Top

Atheism: A logical choice, or a lazy one?

October 4, 2009 by Allen Greer · Leave a Comment 

richard_dawkins
Richard Dawkins, atheist & skeptic

‘Non-religious’ is a rapidly growing response to the questioning of one’s spiritual affiliation. Popular culture and the intellectual elite have created an an atmosphere of apathetic disdain towards religion – namely Christianity. The Richard Dawkins’ and Bill Maher’s of the world mock religious belief with intensity, and the intellectual elite chastise it, passing it off as naive and foolish.

In a culture that indoctrinates people to act without thinking, it’s easiest to adopt the latest flavor of popular thought. We are a society of followers, and are largely afraid to upset the apple cart. In a world without finite answers for the existence of God, the origin of life and where we go when we die, jumping on the bandwagon of atheism is a logical choice for many. It’s easiest, and most logical to believe in nothing. Or, is it?

“…violence is a logically deducible path from atheism, and may I recommend for your reading that Darwin himself categorically stated this in A World of Natural Selection. Tennyson, in pre-Darwinian poetic postulation, described nature “red in tooth and claw”. Where antitheism has been the reigning ideology, blood has flowed without restraint – China, Russia and Nazi Germany provide the grusome tale of the tape.”,

The overarching issue lies in how we are trained to define religion. Those who proclaim atheism or agnosticism often do so to wipe their hands clean of the many difficult questions posed to Christians, Muslims and the like. Bottom line – atheists don’t want to be called religious. Let’s explore the word religion in more depth, and get to the bottom of its meaning. Is religion a belief in God/s? Not really, because Zen Buddhists don’t actually believe in a God at all. Is religion the believe in a supernatural force? Not exactly, Hinduism is rooted in materialism.

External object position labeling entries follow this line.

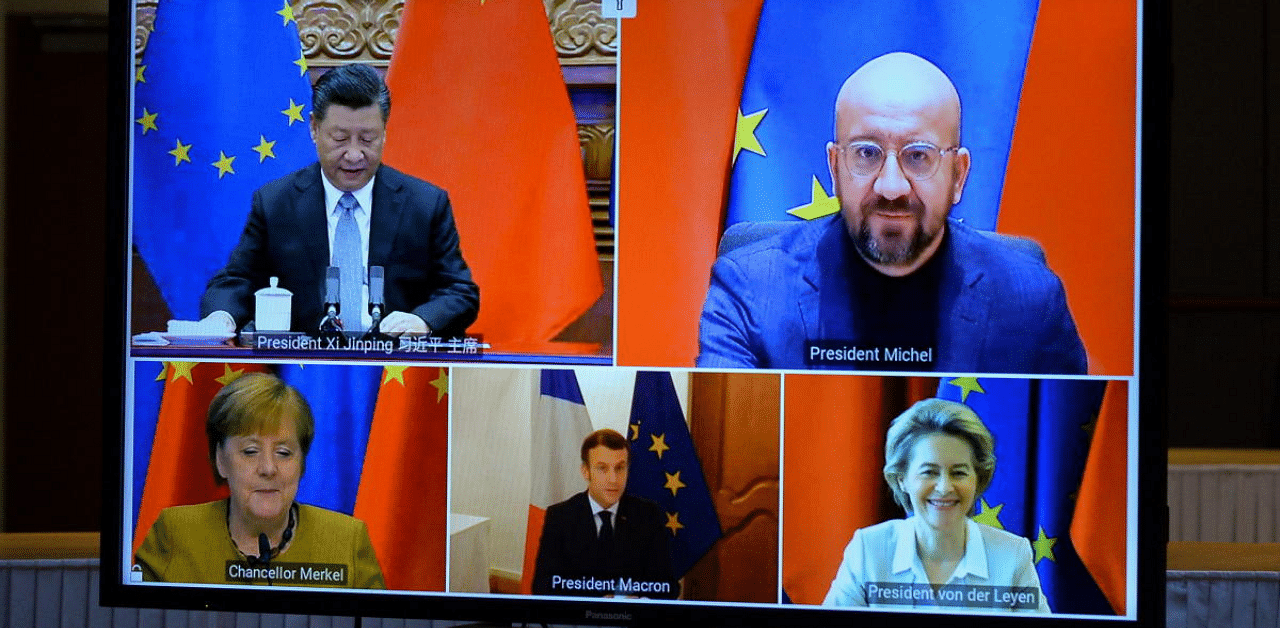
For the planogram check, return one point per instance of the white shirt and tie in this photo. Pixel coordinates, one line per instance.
(361, 212)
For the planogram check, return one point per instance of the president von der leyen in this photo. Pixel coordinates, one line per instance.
(891, 275)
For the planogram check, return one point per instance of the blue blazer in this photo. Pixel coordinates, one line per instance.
(1001, 308)
(411, 234)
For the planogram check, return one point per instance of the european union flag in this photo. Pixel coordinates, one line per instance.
(1042, 430)
(805, 50)
(664, 468)
(342, 400)
(220, 108)
(149, 380)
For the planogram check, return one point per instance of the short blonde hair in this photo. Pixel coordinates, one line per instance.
(256, 403)
(936, 416)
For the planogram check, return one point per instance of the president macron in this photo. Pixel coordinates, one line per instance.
(603, 541)
(352, 211)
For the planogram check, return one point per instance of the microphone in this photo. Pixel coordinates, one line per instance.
(332, 299)
(264, 554)
(376, 280)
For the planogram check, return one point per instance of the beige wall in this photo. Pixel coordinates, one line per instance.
(35, 7)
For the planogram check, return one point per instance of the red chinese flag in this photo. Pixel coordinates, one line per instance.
(836, 444)
(480, 109)
(1098, 528)
(681, 79)
(835, 481)
(402, 487)
(179, 472)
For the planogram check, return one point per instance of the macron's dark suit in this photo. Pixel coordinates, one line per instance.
(1000, 308)
(411, 234)
(568, 546)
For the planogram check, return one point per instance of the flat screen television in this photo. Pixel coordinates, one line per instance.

When then is religion? To summarize succinctly – religion is a worldview or world-narrative. The beliefs you hold regarding the way the world should work -morality, justice, meaning, etc.- define what we hold sacred. It’s impossible to believe in nothing, as it would still require believing in something.

What does this mean for the non-religious? It means we are all religious, like it or not. The worldview, or core beliefs of atheism, classify it as a religion. Modern atheists present a soft definition of the term ‘atheism’, knowing full well that atheistic belief, at the core, falls victim to philosophical suicide.

Ravi Zacharias, perhaps the most profound Christian thinker on the planet, has for years studied atheism and its roots. Zacharias says modern Atheists pitch a soft-sell of their beliefs, knowing that the absolute assertions of true Atheism -God doesn’t exist- commit devastating logical fallacies, which are not academically credible.

As Zacharias astutely points out:

“…to move to atheism by default is hardly an academically credible switch to make when there are a myriad of other options”

“…to say that there is insufficient evidence for theism and there I am an atheist implies a logically satisfactory defense of atheism that they do not have. After all, why else would they hold to it if it is logically indefensible, when their very reason for denying theism is that it is logically indefensible?

“…it is purely an admission that atheism cannot be defended, even though they have tried, hence the softer version of agnosticism…”

“The word atheism comes from the Greek…alpha is the negative, and theos means “God”…Having quickly recognized the inherent contradiction of affirming God’s non-existence, which absolutely would at the same time presuppose infinite knowledge on the part of the one doing the denying, a philosophically convenient switch was made to agnosticism.”